What you expect, cannot be done with a formula in the same column as the original data.

It CAN, however be done in an adjacent empty column, like column C...
[tt]
C2: =if(b2="COMPLETED",0,A2)
[/tt]


Skip,

[glasses]Just traded in my old subtlety...
for a NUANCE![tongue]
 
I tried that but the zero appears in the c column instead of changing the information in the A column. In other words, if column B ("Status") says pending, then column A ("Bin") would tell you which bin the merchandise is in. But when column B says completed, the merchandise would be in bin 0. If I use the formula the way you indicated above, then even when the status column shows completed, the bin column wouldn't change to bin 0.
 


SkipVought said:
What you expect, cannot be done with a formula in the same column as the original data.
If you need the data in column A to change, it must be done with a VBA procedure (macro).

Skip,

[glasses]Just traded in my old subtlety...
for a NUANCE![tongue]
 
Thank you, I will look into that.
 
Caveat caveat caveat: I really really don't recommend you do this, not at all, not never, but here are some VB-free suggestions.

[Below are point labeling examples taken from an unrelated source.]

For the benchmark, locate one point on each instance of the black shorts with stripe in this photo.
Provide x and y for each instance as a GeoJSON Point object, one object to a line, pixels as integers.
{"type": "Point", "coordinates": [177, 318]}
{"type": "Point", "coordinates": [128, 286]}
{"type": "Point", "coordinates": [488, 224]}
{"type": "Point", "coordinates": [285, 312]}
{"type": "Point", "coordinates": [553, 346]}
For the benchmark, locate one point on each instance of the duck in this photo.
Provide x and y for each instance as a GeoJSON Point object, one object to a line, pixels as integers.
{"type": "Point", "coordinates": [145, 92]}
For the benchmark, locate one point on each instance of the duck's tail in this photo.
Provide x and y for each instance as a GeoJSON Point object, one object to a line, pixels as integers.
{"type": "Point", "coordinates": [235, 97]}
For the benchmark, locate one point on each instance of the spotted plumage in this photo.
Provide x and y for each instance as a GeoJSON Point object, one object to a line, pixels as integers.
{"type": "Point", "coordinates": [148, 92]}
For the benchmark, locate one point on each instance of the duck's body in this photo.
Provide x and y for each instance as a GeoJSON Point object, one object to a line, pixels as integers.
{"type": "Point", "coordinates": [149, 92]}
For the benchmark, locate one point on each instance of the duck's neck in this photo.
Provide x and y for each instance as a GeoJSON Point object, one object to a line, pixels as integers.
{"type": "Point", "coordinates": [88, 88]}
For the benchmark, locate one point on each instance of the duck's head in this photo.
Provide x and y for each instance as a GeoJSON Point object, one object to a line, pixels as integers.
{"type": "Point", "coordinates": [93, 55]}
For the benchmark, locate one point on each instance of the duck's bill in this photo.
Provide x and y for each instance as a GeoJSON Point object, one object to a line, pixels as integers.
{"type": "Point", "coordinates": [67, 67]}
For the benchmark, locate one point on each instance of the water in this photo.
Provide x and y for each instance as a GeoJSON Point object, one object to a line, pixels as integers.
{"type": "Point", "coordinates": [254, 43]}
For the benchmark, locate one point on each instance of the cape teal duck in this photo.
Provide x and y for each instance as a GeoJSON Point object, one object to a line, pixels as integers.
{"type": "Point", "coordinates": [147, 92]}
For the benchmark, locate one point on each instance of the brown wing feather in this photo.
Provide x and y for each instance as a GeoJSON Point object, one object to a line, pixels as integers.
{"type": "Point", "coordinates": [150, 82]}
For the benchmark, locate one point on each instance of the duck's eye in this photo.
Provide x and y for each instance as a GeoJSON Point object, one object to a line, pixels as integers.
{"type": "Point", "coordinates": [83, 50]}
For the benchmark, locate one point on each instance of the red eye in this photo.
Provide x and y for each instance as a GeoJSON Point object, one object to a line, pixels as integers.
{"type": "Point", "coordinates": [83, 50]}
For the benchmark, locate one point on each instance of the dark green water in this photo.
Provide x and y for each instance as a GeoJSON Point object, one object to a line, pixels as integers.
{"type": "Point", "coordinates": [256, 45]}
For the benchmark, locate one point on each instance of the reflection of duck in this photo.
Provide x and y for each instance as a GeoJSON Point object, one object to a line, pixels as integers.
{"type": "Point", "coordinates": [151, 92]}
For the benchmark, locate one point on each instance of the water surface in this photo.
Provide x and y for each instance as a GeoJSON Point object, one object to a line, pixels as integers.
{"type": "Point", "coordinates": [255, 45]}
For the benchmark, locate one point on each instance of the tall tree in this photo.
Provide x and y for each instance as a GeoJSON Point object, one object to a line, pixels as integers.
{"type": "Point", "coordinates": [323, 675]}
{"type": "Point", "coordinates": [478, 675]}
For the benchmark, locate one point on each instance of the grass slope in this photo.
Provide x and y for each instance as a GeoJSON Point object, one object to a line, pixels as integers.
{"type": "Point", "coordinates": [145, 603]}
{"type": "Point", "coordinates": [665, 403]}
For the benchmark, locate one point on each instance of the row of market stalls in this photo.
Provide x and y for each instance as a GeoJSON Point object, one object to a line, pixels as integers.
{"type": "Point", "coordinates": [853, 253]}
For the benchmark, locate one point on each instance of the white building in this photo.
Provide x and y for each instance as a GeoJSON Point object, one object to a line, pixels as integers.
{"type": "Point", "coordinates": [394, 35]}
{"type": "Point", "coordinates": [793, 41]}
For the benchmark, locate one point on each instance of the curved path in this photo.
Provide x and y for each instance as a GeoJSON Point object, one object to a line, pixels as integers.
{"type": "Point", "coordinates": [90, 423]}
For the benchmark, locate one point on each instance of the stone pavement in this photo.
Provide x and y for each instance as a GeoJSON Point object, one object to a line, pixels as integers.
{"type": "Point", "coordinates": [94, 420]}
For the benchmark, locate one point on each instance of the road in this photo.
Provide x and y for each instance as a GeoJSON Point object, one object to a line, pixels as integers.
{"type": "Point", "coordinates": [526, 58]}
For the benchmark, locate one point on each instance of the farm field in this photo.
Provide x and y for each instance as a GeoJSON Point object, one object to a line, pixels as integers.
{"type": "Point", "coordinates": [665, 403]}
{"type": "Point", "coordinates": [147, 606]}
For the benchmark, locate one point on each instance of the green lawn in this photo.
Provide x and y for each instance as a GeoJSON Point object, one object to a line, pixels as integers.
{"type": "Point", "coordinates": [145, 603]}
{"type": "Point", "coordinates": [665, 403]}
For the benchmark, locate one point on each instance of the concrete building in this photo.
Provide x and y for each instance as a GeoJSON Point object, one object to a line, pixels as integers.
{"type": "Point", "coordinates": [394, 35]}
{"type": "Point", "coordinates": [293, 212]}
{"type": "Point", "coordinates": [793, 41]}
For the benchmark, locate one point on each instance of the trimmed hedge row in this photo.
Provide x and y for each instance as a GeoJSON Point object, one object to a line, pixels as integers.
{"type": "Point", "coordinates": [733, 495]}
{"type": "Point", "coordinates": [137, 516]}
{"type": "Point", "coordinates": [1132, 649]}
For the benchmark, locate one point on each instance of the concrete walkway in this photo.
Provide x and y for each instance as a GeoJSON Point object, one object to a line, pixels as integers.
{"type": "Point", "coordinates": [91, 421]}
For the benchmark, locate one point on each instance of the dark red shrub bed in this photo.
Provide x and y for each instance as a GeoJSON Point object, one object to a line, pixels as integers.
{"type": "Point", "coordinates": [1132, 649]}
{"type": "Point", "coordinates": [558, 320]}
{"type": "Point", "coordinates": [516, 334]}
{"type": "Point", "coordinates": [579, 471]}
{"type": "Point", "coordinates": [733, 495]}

(1) You say there are no other formulae on the worksheet. This suggests that you merely want the "0" as a blanking entry for things that are completed. If so, you can use conditional formatting not to replace your data with "0", but to change the font to white on a white background so it no longer shows up on printing. The underlying data, however, are unchanged. This is particularly awkward if you are exporting the data for use in another piece of software.

If you do go this way, a simple conditional format formula that will do the job is =(index(B:B, row())="COMPLETED"). There are probably simpler versions, but I can't get my head round how Excel handles relative and absolute addresses on copying and pasting conditional formats.

(2) If you ever upgrade, in Excel2007 onwards, IF your data in column A are numbers, you can go one step closer to your request and use a conditional number format of "0" (not 0), which will display the text "0" and not the value. But again, the underlying value is still there and remains unchanged.